French and US parenting methods are wildly different according to Druckerman. To start, there are no separate kids’ menus in France. Children eat the same large range of food as their parents and stick to set meal times. So, if a child wants a cookie, they have to wait to eat it in the designated snack time. As well as not indulging their child’s every whim, French parents don’t abandon their own needs: sex is not seen as an occasional treat but as a basic necessity, and it’s totally acceptable to have child-free vacations.

Why do some people favor authoritative parenting methods over more lenient ones? Of course, having an obedient child means that parents will have an easier time but it’s about more than that. Many people believe that teaching children self-control helps them to grow into well-adjusted adults.

Attachment Parenting

British psychoanalyst and father of attachment theory, John Bowlby, (1907-1990) defined attachment as ‘lasting psychological connectedness between human beings.’ Bowlby studied orphans in the mid-20th century. From his research he developed the theory that the attachment bond between a mother and child greatly influences the child’s psychological development and relationships they form in later life.

In the 1970s, Jean Liedloff took attachment parenting a step further with her studies of children in the South American jungle. These kids were carried more, and cried less than western children. Liedloff hypothesized that ‘American parents had become divorced from their natural instincts’ and so she developed The Continuum Concept in 1975 to try and get us back on track.

Heralded as ‘the man who remade motherhood,’ Dr. Bill Sears has re-popularized attachment parenting, building his mass following on the basic principle that ‘babies that are cuddled feel secure.’ Sears champions co-sleeping, breastfeeding, and baby-wearing. He also encourages parents to toss out strollers, bottles, and cribs which he believes ‘put infants behind bars’. According to Hoffmann, Cooper, and Powell in Raising A Secure Child, our ability to be functional adults relies on our early experience of attachment: ‘From birth through old age, our ability to act with a sense of autonomy is directly related to our capacity for connectedness.’

Treat parenting like a relationship, not a job

Having a committed, loving caregiver has a huge influence on how a child will develop.
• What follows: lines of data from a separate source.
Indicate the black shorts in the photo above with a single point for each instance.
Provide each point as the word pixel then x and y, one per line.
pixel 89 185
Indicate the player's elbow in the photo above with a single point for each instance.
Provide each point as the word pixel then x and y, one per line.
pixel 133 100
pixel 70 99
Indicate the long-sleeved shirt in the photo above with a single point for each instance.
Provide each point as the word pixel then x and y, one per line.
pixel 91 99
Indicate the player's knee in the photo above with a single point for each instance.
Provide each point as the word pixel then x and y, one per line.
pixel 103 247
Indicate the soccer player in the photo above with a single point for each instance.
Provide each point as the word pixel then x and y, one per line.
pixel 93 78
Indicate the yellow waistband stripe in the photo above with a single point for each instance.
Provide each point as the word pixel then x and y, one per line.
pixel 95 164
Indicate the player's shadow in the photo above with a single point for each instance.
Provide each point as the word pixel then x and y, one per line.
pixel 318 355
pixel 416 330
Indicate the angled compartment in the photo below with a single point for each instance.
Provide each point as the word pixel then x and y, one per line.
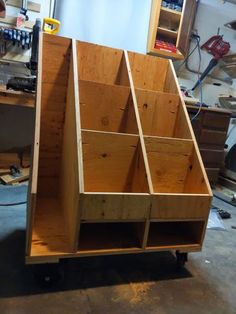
pixel 116 167
pixel 101 64
pixel 106 108
pixel 53 194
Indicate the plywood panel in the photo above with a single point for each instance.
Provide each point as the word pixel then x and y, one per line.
pixel 158 112
pixel 101 64
pixel 106 108
pixel 114 206
pixel 108 161
pixel 182 128
pixel 49 233
pixel 195 180
pixel 180 206
pixel 148 72
pixel 53 101
pixel 169 160
pixel 170 84
pixel 70 183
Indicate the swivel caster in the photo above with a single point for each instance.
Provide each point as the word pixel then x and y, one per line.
pixel 48 275
pixel 181 259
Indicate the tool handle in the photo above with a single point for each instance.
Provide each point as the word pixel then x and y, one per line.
pixel 51 26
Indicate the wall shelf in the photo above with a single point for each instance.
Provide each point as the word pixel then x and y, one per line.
pixel 171 27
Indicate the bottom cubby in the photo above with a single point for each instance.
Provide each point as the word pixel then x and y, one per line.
pixel 175 233
pixel 110 236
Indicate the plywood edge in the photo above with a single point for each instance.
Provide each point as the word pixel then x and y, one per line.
pixel 31 204
pixel 179 247
pixel 109 133
pixel 77 117
pixel 55 258
pixel 138 123
pixel 182 194
pixel 106 85
pixel 153 23
pixel 182 103
pixel 161 93
pixel 114 193
pixel 34 168
pixel 170 139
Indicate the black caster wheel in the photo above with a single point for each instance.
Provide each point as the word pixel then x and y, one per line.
pixel 181 259
pixel 48 275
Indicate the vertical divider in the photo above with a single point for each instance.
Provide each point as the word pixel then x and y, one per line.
pixel 141 138
pixel 32 189
pixel 72 185
pixel 182 104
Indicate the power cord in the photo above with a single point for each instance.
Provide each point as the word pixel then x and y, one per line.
pixel 13 204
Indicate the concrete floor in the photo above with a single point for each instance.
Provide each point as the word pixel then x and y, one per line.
pixel 147 283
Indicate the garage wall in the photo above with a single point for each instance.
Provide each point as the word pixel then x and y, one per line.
pixel 116 23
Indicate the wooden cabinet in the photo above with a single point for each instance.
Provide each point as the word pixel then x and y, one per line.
pixel 172 27
pixel 210 128
pixel 116 168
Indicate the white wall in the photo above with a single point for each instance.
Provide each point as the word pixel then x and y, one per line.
pixel 116 23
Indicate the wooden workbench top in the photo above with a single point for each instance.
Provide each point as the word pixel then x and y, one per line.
pixel 15 98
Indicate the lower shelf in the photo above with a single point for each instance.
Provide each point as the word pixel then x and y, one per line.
pixel 175 233
pixel 49 235
pixel 110 236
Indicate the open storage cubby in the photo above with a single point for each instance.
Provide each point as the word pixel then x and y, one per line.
pixel 110 236
pixel 175 234
pixel 101 64
pixel 161 114
pixel 116 168
pixel 173 166
pixel 113 163
pixel 106 108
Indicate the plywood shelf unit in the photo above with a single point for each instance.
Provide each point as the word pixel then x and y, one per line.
pixel 116 167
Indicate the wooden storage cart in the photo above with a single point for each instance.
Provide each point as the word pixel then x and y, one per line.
pixel 116 168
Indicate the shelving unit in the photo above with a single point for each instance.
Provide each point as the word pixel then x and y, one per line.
pixel 116 167
pixel 172 27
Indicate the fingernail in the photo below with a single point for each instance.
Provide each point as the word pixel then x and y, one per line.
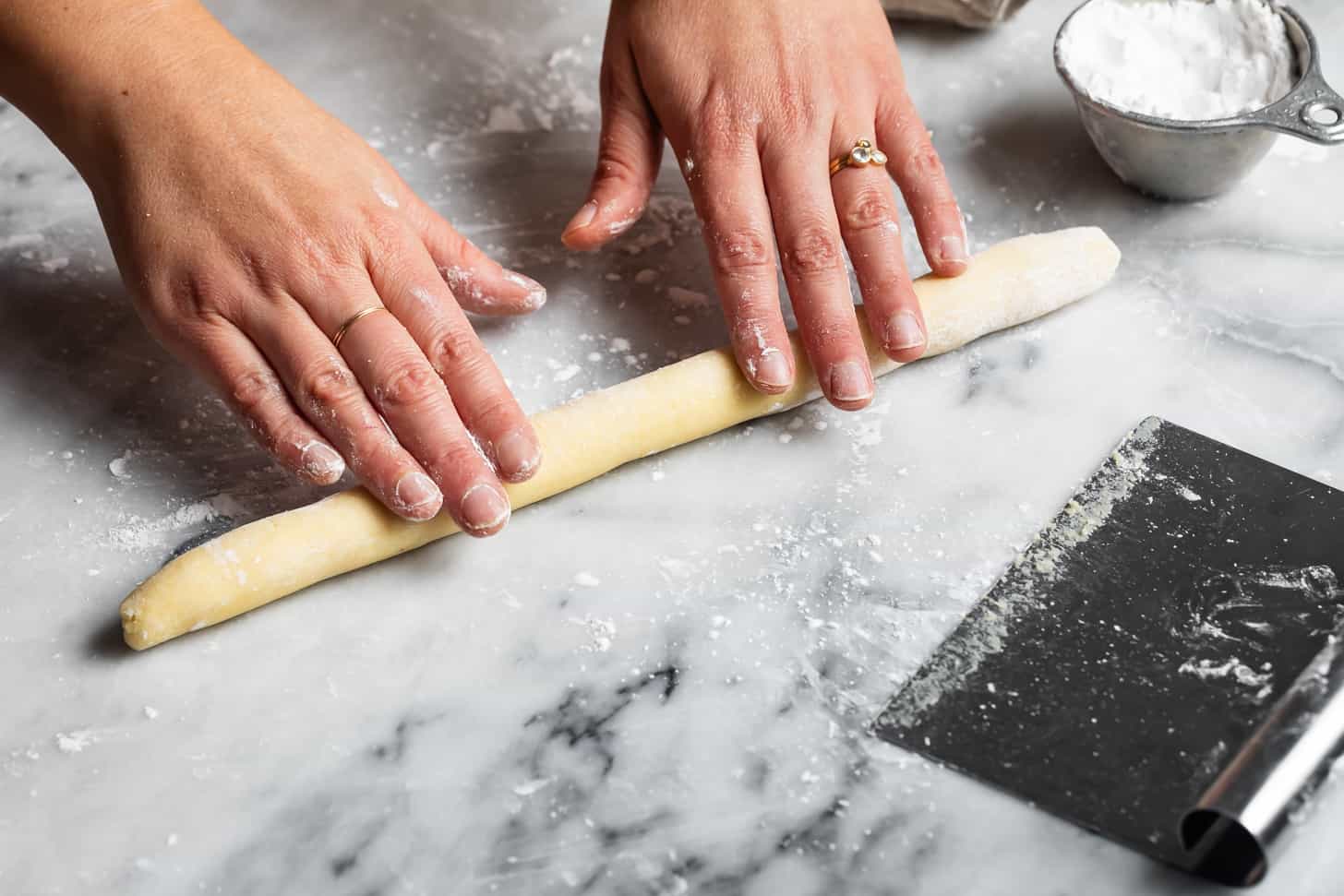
pixel 484 508
pixel 535 292
pixel 321 462
pixel 952 249
pixel 773 370
pixel 904 330
pixel 582 218
pixel 516 454
pixel 848 382
pixel 415 492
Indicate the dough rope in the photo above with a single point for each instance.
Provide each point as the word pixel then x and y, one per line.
pixel 1008 283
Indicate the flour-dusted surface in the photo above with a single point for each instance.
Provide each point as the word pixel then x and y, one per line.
pixel 484 712
pixel 1184 59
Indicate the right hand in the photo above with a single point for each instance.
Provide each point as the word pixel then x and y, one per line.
pixel 250 226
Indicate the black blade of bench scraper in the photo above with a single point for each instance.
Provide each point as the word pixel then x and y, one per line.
pixel 1134 649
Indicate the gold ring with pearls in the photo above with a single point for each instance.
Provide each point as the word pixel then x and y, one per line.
pixel 863 153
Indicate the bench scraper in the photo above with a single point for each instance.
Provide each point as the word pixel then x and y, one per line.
pixel 1163 663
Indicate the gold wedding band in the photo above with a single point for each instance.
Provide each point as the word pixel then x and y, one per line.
pixel 344 328
pixel 863 153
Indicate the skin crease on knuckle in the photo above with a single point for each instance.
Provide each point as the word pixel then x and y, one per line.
pixel 870 209
pixel 740 251
pixel 327 387
pixel 409 385
pixel 813 250
pixel 454 351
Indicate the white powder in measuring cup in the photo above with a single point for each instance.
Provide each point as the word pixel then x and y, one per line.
pixel 1184 59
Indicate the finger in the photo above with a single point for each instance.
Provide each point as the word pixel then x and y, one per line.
pixel 870 226
pixel 324 388
pixel 730 199
pixel 415 404
pixel 254 392
pixel 918 171
pixel 480 283
pixel 628 156
pixel 812 258
pixel 444 335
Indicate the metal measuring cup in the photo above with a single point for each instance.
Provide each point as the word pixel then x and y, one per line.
pixel 1199 159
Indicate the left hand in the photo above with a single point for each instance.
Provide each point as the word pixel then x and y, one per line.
pixel 756 100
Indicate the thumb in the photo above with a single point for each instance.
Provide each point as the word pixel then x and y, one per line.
pixel 628 156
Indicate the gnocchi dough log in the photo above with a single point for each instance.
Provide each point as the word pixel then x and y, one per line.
pixel 1013 282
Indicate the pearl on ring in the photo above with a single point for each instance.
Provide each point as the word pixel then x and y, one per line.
pixel 863 153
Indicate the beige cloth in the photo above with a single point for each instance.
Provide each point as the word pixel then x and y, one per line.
pixel 975 14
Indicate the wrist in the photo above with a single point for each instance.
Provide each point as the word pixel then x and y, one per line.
pixel 89 73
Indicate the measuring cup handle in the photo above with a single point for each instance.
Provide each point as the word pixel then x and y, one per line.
pixel 1314 112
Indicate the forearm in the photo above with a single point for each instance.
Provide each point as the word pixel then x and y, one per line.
pixel 82 67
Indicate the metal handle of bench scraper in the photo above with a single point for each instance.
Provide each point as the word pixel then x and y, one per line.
pixel 1312 111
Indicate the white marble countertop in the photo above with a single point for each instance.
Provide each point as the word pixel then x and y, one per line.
pixel 659 683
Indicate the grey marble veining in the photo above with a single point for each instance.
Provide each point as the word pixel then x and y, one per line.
pixel 662 681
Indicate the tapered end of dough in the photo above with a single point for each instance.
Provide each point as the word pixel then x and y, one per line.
pixel 132 630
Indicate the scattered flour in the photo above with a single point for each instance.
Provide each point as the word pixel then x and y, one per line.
pixel 504 120
pixel 76 740
pixel 1232 668
pixel 140 535
pixel 687 297
pixel 117 466
pixel 1181 59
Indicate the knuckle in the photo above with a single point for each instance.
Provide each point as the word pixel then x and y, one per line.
pixel 456 454
pixel 812 250
pixel 889 281
pixel 870 209
pixel 327 386
pixel 828 333
pixel 924 164
pixel 739 249
pixel 615 162
pixel 407 385
pixel 495 412
pixel 453 350
pixel 254 394
pixel 386 236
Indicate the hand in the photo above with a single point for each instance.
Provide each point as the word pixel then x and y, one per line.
pixel 756 100
pixel 250 226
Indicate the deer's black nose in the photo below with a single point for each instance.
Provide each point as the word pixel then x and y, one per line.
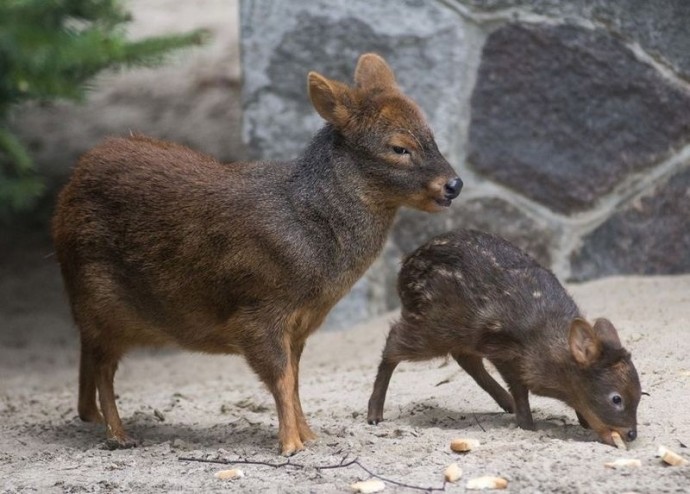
pixel 452 188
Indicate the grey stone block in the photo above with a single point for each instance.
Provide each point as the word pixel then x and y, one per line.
pixel 489 214
pixel 649 236
pixel 660 26
pixel 427 45
pixel 562 114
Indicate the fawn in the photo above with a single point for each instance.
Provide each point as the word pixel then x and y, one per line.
pixel 160 244
pixel 474 295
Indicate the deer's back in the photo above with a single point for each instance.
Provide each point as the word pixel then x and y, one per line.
pixel 176 240
pixel 470 285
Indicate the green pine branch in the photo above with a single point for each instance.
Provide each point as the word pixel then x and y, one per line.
pixel 51 49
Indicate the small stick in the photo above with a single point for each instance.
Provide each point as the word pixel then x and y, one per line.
pixel 342 464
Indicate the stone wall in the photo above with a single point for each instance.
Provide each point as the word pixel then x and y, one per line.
pixel 568 121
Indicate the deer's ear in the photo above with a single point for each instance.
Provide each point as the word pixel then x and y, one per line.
pixel 585 346
pixel 372 71
pixel 330 98
pixel 607 333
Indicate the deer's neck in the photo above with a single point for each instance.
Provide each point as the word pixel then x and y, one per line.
pixel 335 201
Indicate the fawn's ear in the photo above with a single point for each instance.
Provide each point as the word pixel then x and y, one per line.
pixel 607 333
pixel 330 98
pixel 373 71
pixel 585 346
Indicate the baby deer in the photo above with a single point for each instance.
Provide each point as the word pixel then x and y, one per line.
pixel 473 295
pixel 159 244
But for all the fuss about parenting styles, there is no empirical evidence to suggest that parenting techniques make any real difference to a child’s development.

Alison Gopnik assures that there’s no need to fret over forward- or backward-facing strollers, or whether you choose formula or breastfeeding, because finding the ‘best’ way isn’t what being a parent is about. It’s about helping kids grow by letting them find out for themselves who they are. So, if Sophie and I qualified our protest cries to: ‘don’t always tell me exactly what to do!’, we’d probably be right.